The train drawn up along the platform gave a jerk and immediately moved out towards the open country, compartment doors swinging wide, trainmen and guards running alongside, followed by a mob of frenzied passengers, who leaped into empty compartments, flinging satchels and rugs to the four winds. Crash! A shell fell through the sloping roof of the platform and blew up. Through the white cloud and brilliant glare I saw a porter, wheeling boxes and trunks, fall, buried under an avalanche of baggage, and a sister of charity throw up her arms as though to shield her face from the fragments.

A car, doors swinging wide, glided past me; I caught the rail and fell forward into a compartment.
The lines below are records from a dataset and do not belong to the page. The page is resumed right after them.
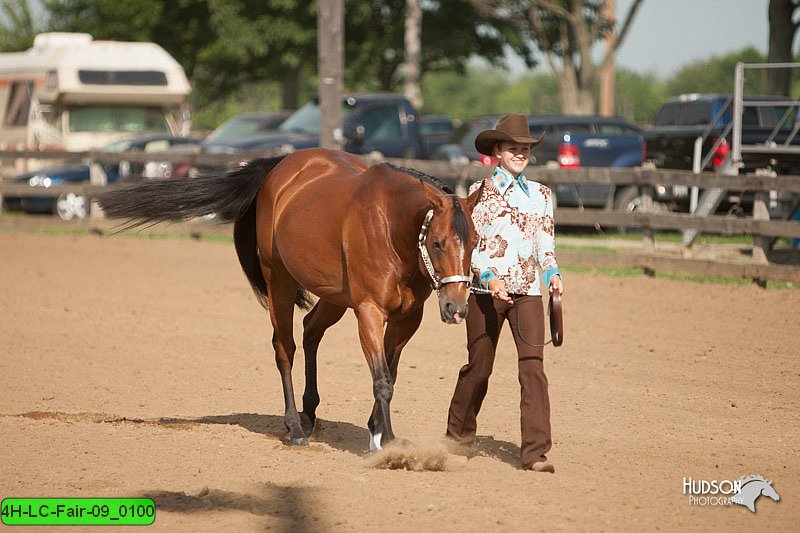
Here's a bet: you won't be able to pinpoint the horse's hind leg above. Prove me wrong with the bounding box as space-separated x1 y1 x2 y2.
367 308 422 450
300 300 347 434
262 268 308 445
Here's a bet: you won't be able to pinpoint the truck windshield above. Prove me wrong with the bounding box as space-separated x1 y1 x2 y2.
278 102 352 136
69 106 170 133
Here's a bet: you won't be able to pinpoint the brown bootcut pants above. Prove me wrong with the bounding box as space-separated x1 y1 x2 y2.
447 294 552 469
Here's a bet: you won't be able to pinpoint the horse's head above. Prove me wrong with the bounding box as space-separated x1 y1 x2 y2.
761 480 781 502
420 183 482 324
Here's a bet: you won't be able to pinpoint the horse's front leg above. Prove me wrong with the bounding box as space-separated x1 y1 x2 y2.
355 303 394 449
300 300 347 434
262 268 308 446
367 307 422 450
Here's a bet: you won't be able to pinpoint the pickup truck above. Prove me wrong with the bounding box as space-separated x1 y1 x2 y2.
528 115 645 211
644 94 800 174
434 115 644 211
195 93 443 159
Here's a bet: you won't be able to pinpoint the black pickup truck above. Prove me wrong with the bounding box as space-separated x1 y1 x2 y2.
644 94 800 174
206 93 444 159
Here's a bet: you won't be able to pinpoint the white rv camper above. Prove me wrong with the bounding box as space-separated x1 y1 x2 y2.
0 33 190 155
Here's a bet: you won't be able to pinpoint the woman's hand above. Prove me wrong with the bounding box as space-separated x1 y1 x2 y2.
489 278 514 304
550 275 564 294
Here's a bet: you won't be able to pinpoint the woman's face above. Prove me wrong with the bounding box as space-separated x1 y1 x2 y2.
494 142 531 176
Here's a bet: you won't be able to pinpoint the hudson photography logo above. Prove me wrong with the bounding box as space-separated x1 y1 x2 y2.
683 476 781 513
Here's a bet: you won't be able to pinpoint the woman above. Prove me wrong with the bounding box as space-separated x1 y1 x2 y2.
447 114 564 472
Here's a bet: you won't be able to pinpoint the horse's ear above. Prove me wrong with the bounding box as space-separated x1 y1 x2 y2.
419 178 441 207
467 181 486 212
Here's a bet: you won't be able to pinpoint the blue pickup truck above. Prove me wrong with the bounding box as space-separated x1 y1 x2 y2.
528 115 645 211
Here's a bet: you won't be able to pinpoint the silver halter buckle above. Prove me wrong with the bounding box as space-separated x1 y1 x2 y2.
417 209 472 292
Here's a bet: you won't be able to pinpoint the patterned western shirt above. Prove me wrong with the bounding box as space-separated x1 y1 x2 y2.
469 167 560 296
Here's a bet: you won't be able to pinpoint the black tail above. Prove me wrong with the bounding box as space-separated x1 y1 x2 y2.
98 156 285 228
104 156 312 309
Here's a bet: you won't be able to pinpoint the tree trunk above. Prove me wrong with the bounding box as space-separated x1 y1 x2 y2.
281 68 300 109
403 0 422 109
767 0 797 96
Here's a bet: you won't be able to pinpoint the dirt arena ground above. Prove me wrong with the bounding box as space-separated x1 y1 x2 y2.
0 225 800 532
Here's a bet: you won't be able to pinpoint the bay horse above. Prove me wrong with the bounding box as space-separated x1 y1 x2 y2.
99 148 482 450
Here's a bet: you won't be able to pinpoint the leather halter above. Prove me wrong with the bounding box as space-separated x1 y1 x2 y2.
417 209 472 291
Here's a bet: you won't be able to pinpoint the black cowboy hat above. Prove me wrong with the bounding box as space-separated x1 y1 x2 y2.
475 114 544 156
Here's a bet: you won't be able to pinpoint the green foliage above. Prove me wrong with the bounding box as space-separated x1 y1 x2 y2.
616 69 667 124
15 0 800 129
422 67 559 119
0 0 40 52
192 81 281 131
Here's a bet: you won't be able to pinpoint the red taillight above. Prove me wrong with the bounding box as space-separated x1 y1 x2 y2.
558 141 581 168
478 154 498 167
711 139 731 170
639 139 647 165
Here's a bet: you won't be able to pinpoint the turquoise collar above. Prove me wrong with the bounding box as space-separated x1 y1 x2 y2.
492 166 530 196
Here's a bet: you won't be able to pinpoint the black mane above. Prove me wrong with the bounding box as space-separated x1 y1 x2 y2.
386 163 469 243
386 163 455 194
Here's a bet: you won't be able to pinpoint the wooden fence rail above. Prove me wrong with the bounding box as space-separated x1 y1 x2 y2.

The cushions of the seats were afire, and a policeman was hammering out the sparks with naked fists.

I was too weak to aid him. Presently he hurled the last burning cushion from the open door and leaped out into the train-yard, where red and green lamps glowed and the brilliant flare of bursting shells lighted the fog. By this time the train was moving swiftly; the car windows shook with the thunder from the ramparts under which we were passing; then came inky darkness – a tunnel – then a rush of mist and wind from the open door as we swept out into the country.

Passengers clinging to the platforms now made their way into the compartment where I lay almost senseless, and soon the little place was crowded, and somebody slammed the door.

Then the flying locomotive, far ahead, shrieked, and the train leaped, rushing forward into the unknown. Blackness, stupefying blackness, outside; inside, unseen, the huddled passengers, breathing heavily with sudden stifled sobs, or the choked, indrawn breath of terror; but not a word, not a quaver of human voices; peril strangled speech as our black train flew onward through the night.